ClassCastException: org.apache.spark.sql.catalyst.expressions.GenericRowWithSchema cannot be cast-CodePudding

I am using an Aggregator to apply some custom merge on a DataFrame after grouping its records by their primary key:

case class Player(
  pk: String, 
  ts: String, 
  first_name: String, 
  date_of_birth: String
)

case class PlayerProcessed(
  var ts: String, 
  var first_name: String, 
  var date_of_birth: String
)

// Cutomer Aggregator -This just for the example, actual one is more complex
object BatchDedupe extends Aggregator[Player, PlayerProcessed, PlayerProcessed] {

  def zero: PlayerProcessed = PlayerProcessed("0", null, null)

  def reduce(bf: PlayerProcessed, in : Player): PlayerProcessed = {
    bf.ts = in.ts
    bf.first_name = in.first_name
    bf.date_of_birth = in.date_of_birth
    bf
  }

  def merge(bf1: PlayerProcessed, bf2: PlayerProcessed): PlayerProcessed = {
    bf1.ts = bf2.ts
    bf1.first_name = bf2.first_name
    bf1.date_of_birth = bf2.date_of_birth
    bf1
  }

  def finish(reduction: PlayerProcessed): PlayerProcessed = reduction
  def bufferEncoder: Encoder[PlayerProcessed] = Encoders.product
  def outputEncoder: Encoder[PlayerProcessed] = Encoders.product
}


val ply1 = Player("12121212121212", "10000001", "Rogger", "1980-01-02")
val ply2 = Player("12121212121212", "10000002", "Rogg", null)
val ply3 = Player("12121212121212", "10000004", null, "1985-01-02")
val ply4 = Player("12121212121212", "10000003", "Roggelio", "1982-01-02")

val seq_users = sc.parallelize(Seq(ply1, ply2, ply3, ply4)).toDF.as[Player]

val grouped = seq_users.groupByKey(_.pk)

val non_sorted = grouped.agg(BatchDedupe.toColumn.name("deduped"))
non_sorted.show(false)

This returns:

 -------------- -------------------------------- 
|key           |deduped                         |
 -------------- -------------------------------- 
|12121212121212|{10000003, Roggelio, 1982-01-02}|
 -------------- --------------------------------

Now, I would like to order the records based on ts before aggregating them. From here I understand that .sortBy("ts") do not guarantee the order after the .groupByKey(_.pk). So I was trying to apply the .sortBy between the .groupByKey and the .agg

The output of the .groupByKey(_.pk) is a KeyValueGroupedDataset[String,Player], being the second element an Iterator. So to apply some sorting logic there I convert it into a Seq:

val sorted = grouped.mapGroups{case(k, iter) => (k, iter.toSeq.sortBy(_.ts))}.agg(BatchDedupe.toColumn.name("deduped"))
sorted.show(false)

However, the output of .mapGroups after adding the sorting logic is a Dataset[(String, Seq[Player])]. So when I try to invoke the .agg function on it I am getting the following exception:

Caused by: ClassCastException: org.apache.spark.sql.catalyst.expressions.GenericRowWithSchema cannot be cast to $line050e0d37885948cd91f7f7dd9e3b4da9311.$read$$iw$$iw$$iw$$iw$$iw$$iw$$iw$$iw$$iw$$iw$$iw$$iw$$iw$$iw$$iw$$iw$$iw$$iw$$iw$$iw$$iw$$iw$$iw$$iw$$iw$$iw$$iw$$iw$$iw$$iw$$iw$$iw$$iw$$iw$$iw$$iw$$iw$$iw$Player

How could I convert back the output of my .mapGroups(...) into a KeyValueGroupedDataset[String,Player]?

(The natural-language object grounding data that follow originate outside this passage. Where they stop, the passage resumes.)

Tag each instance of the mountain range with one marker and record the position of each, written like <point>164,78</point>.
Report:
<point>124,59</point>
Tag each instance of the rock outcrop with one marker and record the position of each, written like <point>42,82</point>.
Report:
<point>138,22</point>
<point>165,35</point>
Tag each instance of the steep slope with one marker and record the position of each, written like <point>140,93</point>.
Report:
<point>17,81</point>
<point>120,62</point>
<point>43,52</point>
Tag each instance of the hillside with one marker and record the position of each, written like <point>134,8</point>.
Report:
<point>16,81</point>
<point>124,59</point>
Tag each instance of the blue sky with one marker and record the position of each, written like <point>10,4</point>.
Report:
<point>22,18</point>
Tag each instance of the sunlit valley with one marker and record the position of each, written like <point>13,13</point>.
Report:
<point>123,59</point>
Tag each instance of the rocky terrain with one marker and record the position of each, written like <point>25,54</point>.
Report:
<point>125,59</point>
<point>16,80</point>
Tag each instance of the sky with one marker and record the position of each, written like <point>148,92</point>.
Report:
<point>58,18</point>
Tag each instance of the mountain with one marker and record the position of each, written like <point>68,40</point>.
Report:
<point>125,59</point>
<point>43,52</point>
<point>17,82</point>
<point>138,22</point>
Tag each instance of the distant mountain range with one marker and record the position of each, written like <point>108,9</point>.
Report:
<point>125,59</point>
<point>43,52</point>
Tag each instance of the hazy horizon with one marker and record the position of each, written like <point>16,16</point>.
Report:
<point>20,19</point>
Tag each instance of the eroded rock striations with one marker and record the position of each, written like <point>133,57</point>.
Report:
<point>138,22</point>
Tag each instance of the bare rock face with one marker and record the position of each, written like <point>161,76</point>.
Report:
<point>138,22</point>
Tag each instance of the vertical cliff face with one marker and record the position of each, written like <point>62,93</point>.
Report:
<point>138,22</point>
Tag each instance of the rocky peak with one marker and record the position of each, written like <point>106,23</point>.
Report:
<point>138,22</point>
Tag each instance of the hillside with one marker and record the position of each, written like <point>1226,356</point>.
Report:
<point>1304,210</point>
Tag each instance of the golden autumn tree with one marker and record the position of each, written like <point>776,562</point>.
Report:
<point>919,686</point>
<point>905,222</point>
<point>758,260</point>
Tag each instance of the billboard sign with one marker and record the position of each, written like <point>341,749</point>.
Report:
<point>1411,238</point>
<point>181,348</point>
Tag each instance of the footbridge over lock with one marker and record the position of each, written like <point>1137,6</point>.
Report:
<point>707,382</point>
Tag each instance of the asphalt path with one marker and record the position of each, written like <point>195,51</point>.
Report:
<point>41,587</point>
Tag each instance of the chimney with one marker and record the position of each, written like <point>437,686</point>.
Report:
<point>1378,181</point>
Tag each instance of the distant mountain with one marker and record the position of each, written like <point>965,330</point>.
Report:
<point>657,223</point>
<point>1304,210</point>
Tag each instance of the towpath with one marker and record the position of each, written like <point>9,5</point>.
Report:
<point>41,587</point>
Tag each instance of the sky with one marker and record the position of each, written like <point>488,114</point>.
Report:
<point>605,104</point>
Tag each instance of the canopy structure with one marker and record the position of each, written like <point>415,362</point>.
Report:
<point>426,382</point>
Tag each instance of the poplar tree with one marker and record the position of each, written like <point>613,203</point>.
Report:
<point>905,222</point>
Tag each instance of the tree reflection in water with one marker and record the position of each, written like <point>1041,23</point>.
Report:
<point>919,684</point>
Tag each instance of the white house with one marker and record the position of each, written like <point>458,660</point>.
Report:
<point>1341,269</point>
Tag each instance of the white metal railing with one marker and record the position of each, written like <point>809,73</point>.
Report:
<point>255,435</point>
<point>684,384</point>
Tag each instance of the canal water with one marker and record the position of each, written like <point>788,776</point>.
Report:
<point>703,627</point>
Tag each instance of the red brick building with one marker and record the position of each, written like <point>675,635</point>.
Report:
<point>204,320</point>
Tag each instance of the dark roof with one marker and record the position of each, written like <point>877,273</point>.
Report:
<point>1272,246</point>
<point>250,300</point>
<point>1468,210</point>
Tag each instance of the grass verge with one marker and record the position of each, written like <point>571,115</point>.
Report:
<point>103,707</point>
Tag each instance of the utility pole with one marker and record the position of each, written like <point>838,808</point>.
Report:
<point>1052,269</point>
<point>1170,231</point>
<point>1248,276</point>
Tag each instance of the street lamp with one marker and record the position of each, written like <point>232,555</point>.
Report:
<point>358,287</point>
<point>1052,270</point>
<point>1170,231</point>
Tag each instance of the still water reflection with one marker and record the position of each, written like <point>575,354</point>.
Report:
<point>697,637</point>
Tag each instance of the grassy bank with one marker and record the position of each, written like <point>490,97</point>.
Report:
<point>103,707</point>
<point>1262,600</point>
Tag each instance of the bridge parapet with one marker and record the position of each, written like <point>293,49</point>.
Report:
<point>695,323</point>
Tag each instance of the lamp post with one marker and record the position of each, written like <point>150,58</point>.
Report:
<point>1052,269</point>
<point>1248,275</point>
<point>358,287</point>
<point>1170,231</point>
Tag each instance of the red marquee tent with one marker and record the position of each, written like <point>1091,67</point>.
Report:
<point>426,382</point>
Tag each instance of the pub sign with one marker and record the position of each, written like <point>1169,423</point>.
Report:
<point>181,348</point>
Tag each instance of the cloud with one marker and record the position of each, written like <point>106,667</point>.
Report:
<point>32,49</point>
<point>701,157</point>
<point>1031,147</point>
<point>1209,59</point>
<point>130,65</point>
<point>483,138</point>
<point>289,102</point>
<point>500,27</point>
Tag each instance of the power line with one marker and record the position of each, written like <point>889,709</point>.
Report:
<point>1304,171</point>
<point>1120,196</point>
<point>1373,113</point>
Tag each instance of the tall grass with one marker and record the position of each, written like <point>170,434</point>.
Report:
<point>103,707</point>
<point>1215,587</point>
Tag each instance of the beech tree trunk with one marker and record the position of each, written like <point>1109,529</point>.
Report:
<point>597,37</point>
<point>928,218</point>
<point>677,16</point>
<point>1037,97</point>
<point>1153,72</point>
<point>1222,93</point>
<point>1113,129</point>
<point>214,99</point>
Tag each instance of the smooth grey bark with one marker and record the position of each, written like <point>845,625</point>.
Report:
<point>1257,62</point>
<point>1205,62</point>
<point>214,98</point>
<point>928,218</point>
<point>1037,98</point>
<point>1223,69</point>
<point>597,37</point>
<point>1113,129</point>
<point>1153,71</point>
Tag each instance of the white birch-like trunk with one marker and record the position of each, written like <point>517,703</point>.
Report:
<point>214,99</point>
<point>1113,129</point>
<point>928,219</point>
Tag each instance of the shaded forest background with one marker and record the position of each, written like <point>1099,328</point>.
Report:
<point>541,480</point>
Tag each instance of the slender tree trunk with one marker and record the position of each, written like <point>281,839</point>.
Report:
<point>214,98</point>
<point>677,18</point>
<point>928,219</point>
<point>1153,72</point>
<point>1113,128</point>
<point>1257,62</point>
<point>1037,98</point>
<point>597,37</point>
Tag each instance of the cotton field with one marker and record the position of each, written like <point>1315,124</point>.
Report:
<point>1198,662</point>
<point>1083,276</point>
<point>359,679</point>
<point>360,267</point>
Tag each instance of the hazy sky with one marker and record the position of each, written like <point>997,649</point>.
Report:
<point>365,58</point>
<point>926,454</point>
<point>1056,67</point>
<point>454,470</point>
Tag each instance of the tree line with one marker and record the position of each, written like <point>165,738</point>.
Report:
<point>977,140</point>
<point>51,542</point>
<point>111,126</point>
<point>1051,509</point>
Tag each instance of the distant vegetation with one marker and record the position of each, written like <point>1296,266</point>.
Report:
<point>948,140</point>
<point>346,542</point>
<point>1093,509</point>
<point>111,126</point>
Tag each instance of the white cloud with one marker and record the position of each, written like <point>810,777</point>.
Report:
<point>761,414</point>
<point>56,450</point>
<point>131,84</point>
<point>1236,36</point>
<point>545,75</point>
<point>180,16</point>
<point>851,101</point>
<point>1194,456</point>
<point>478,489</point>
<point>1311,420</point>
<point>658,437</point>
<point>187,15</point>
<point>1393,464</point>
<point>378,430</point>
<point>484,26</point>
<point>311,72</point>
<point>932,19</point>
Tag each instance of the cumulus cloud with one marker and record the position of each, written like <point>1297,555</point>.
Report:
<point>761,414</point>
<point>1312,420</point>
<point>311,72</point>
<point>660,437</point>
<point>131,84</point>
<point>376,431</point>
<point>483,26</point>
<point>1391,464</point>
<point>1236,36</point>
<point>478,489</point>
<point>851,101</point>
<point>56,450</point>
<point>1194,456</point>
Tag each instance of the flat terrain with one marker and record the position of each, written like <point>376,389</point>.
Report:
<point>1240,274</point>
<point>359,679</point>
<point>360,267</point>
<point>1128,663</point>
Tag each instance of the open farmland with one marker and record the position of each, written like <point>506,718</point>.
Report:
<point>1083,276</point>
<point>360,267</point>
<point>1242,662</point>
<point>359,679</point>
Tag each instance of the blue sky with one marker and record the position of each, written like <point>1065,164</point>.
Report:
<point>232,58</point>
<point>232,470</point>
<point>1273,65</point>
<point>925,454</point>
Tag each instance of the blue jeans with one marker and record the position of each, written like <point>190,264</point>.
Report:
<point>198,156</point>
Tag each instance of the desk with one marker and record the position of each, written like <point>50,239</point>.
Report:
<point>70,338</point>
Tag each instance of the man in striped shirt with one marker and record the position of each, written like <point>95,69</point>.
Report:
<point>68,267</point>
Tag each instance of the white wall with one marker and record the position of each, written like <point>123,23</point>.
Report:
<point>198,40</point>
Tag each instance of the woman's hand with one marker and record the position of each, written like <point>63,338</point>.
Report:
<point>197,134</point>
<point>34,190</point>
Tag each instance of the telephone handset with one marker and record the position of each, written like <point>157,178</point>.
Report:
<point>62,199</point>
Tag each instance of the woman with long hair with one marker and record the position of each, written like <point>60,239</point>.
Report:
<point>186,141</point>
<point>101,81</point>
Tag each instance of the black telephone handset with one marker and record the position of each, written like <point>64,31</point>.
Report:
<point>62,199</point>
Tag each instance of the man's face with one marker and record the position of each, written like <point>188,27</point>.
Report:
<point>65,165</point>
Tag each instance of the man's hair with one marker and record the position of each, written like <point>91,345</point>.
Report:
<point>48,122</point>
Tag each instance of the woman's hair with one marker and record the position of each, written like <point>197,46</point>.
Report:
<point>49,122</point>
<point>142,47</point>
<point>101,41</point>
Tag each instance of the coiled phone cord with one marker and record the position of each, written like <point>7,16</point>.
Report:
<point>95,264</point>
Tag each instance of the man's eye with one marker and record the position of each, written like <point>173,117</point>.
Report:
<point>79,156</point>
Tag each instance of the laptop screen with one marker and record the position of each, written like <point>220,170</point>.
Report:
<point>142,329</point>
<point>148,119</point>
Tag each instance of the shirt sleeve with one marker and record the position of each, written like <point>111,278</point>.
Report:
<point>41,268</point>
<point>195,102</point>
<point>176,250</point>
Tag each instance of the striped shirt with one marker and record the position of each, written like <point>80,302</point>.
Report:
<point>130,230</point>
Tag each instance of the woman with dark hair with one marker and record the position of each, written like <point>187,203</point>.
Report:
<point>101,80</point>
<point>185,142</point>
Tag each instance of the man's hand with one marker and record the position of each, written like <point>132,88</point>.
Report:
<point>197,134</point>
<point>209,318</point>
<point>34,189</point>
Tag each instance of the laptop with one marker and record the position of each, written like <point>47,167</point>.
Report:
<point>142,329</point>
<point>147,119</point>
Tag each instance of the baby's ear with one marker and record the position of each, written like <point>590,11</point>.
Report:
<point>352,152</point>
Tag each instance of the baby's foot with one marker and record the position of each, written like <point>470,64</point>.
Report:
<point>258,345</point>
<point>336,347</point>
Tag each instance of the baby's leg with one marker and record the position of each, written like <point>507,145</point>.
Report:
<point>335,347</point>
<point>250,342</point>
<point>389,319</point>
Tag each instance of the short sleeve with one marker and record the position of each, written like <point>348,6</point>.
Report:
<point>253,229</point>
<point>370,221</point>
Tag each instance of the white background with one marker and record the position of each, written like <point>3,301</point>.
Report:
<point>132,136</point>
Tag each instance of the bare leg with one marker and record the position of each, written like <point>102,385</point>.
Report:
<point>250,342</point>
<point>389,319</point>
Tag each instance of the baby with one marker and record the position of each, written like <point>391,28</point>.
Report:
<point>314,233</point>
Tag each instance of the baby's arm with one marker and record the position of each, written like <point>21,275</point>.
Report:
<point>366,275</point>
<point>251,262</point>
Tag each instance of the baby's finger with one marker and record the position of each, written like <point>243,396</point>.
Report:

I tried to cast back to Iterator as follows:

val sorted = grouped.mapGroups{case(k, iter) => (k, iter.toSeq.sortBy(_.ts).toIterator)}.agg(BatchDedupe.toColumn.name("deduped"))

But this approach produced the following exception:

UnsupportedOperationException: No Encoder found for Iterator[Player]
- field (class: "scala.collection.Iterator", name: "_2")
- root class: "scala.Tuple2"

How else can I add the sort logic between the .groupByKey and .agg methods?

CodePudding user response：

Based on the discussion above, the purpose of the Aggregator is to get the latest field values per Player by ts ignoring null values.

This can be achieved fairly easily aggregating all fields individually using max_by. With that there's no need for a custom Aggregator nor the mutable aggregation buffer.

import org.apache.spark.sql.functions._

val players: Dataset[Player] = ...

// aggregate all columns except the key individually by ts
// NULLs will be ignored (SQL standard)
val aggColumns = players.columns
   .filterNot(_ == "pk")
   .map(colName => expr(s"max_by($colName, if(isNotNull($colName), ts, null))").as(colName))

val aggregatedPlayers = players
   .groupBy(col("pk"))
   .agg(aggColumns.head, aggColumns.tail: _*)
   .as[Player]

On the most recent versions of Spark you can also use the build in max_by expression:

import org.apache.spark.sql.functions._

val players: Dataset[Player] = ...

// aggregate all columns except the key individually by ts
// NULLs will be ignored (SQL standard)
val aggColumns = players.columns
   .filterNot(_ == "pk")
   .map(colName => max_by(col(colName), when(col(colName).isNotNull, col("ts"))).as(colName))

val aggregatedPlayers = players
   .groupBy(col("pk"))
   .agg(aggColumns.head, aggColumns.tail: _*)
   .as[Player]